Enhanced Hydrolytic Stability of Short‐Chain Poly[(R)‐3‐hydroxybutyrate] Conjugated to Native E. coli Cytoplasmic Proteins

Many prokaryotic and eukaryotic proteins are modified by post‐translational conjugation to short‐chain poly[(R)‐3‐hydroxybutyrate] (cPHB). The relative lability of ester bonds raises the concern that the cPHB may be substantially degraded by chemical hydrolysis during protein purification, thus increasing the difficulty of its detection and measurement. Here, we compare rates of acid‐ and base‐catalyzed hydrolysis of cPHB conjugated to native and denatured proteins at room temperature.

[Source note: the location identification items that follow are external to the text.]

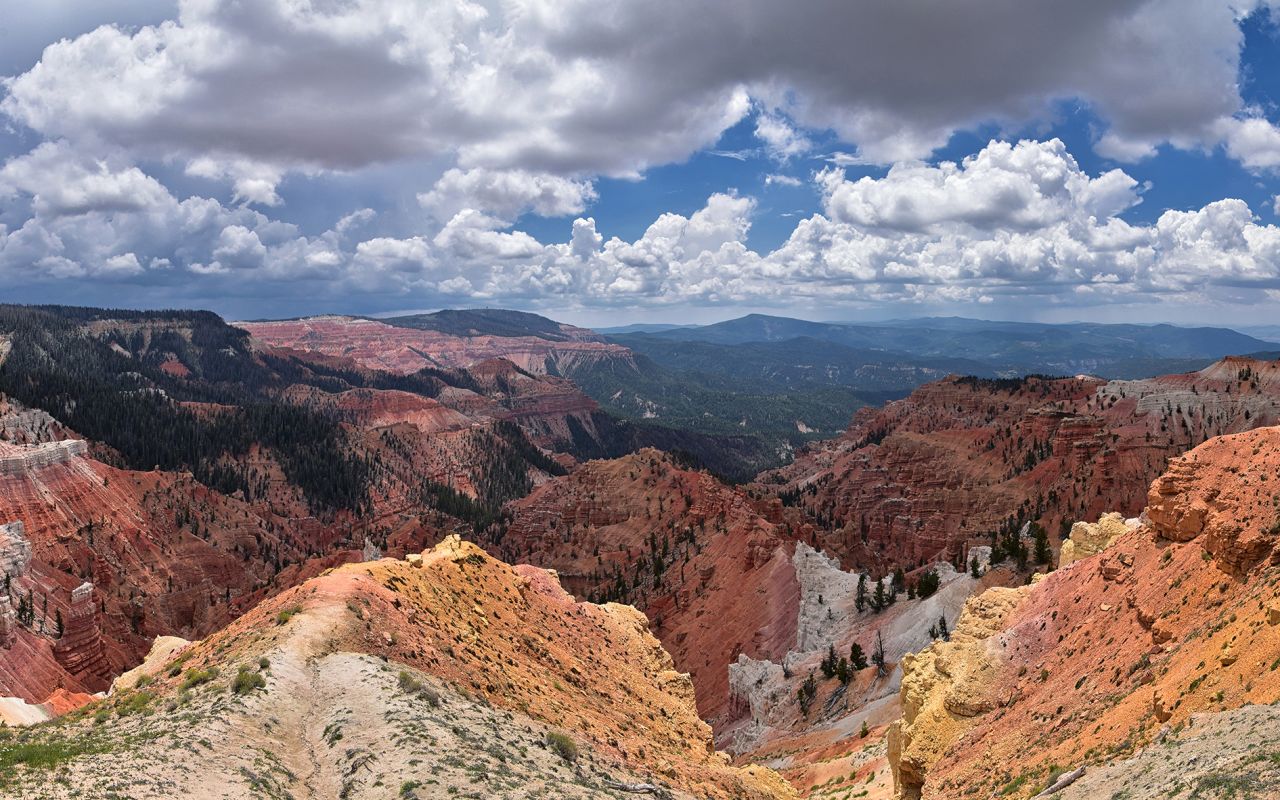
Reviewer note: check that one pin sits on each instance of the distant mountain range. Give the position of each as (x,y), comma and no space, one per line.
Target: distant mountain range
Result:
(771,383)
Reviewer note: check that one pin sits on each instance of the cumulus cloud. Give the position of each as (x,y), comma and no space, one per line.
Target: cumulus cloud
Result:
(777,179)
(781,140)
(64,182)
(506,193)
(246,91)
(522,106)
(1015,219)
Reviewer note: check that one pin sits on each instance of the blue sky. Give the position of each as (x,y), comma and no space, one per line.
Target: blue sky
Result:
(617,161)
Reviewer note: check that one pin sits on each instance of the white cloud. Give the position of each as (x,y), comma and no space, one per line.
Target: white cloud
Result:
(1253,141)
(781,140)
(246,92)
(64,182)
(776,179)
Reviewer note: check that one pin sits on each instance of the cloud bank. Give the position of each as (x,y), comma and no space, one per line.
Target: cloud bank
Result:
(525,105)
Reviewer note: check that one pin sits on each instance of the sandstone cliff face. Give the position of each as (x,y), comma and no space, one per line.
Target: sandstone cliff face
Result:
(932,475)
(1089,664)
(446,673)
(405,350)
(1091,538)
(681,547)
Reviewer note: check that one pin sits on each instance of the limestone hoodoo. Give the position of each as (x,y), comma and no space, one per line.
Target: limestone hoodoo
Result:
(80,648)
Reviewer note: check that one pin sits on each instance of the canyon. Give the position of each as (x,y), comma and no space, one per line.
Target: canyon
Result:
(944,470)
(850,624)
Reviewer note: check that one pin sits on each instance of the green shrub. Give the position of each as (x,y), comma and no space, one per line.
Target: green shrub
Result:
(246,681)
(195,677)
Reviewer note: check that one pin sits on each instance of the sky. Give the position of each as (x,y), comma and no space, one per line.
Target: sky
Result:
(615,161)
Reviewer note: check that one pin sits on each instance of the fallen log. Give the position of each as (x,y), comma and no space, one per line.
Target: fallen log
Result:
(638,789)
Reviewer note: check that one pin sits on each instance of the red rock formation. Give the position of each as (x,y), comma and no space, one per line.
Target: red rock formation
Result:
(1175,618)
(80,648)
(379,346)
(933,474)
(704,561)
(8,622)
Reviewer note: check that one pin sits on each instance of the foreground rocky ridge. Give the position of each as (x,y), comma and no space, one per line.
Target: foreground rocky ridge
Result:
(446,673)
(1155,639)
(398,348)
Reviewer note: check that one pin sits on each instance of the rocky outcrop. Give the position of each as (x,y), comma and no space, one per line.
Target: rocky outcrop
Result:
(406,350)
(164,649)
(80,648)
(946,685)
(933,475)
(1092,662)
(1092,538)
(1217,494)
(8,622)
(14,551)
(452,673)
(681,547)
(19,460)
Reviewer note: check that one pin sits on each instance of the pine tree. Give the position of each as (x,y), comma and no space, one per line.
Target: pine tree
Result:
(828,662)
(856,657)
(805,694)
(1043,553)
(878,599)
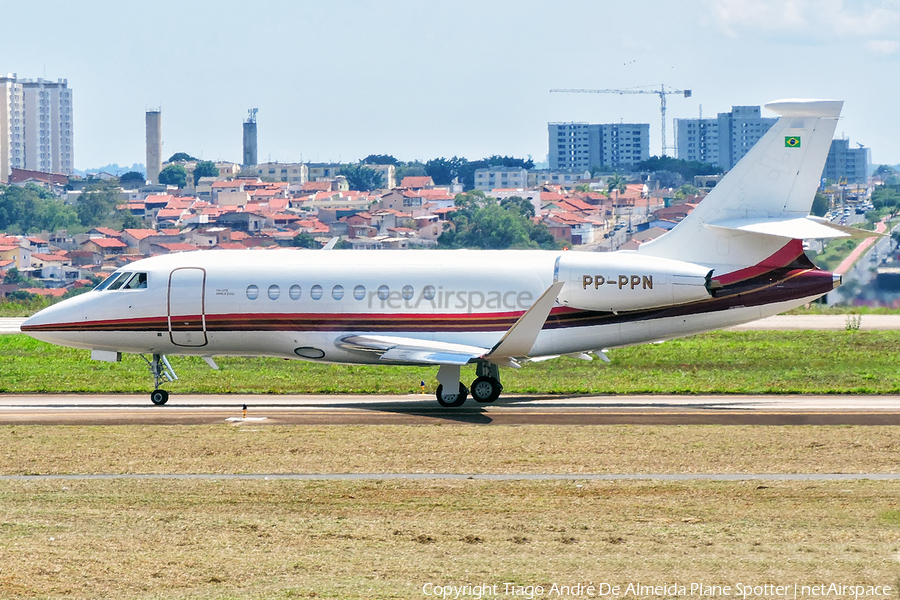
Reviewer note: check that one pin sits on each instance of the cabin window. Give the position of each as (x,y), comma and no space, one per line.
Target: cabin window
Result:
(119,281)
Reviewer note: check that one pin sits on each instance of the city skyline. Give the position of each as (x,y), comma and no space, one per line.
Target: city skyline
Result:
(336,82)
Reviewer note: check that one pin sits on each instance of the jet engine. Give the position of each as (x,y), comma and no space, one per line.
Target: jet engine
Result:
(626,281)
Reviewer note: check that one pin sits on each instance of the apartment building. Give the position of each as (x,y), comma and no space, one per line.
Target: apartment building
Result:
(721,141)
(291,172)
(500,177)
(35,126)
(846,163)
(580,146)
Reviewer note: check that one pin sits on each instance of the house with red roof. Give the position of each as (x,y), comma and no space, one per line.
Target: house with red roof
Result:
(137,240)
(171,247)
(104,246)
(417,182)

E. coli cytoplasmic proteins, native or denatured by addition of guanidium hydrochloride, were treated with aqueous solutions of H₂SO₄ or NaOH at concentrations ranging from 0.1–2.0n . The loss of cPHB was measured as a function of time by a chemical assay. We find that cPHB conjugated to native proteins is surprisingly resistant to both acid‐ and base‐catalyzed hydrolysis, whereas cPHB conjugated to denatured proteins is proficiently degraded at rates proportional to acid or base concentration. The results suggest that cPHB occupies a highly protective environment within native proteins.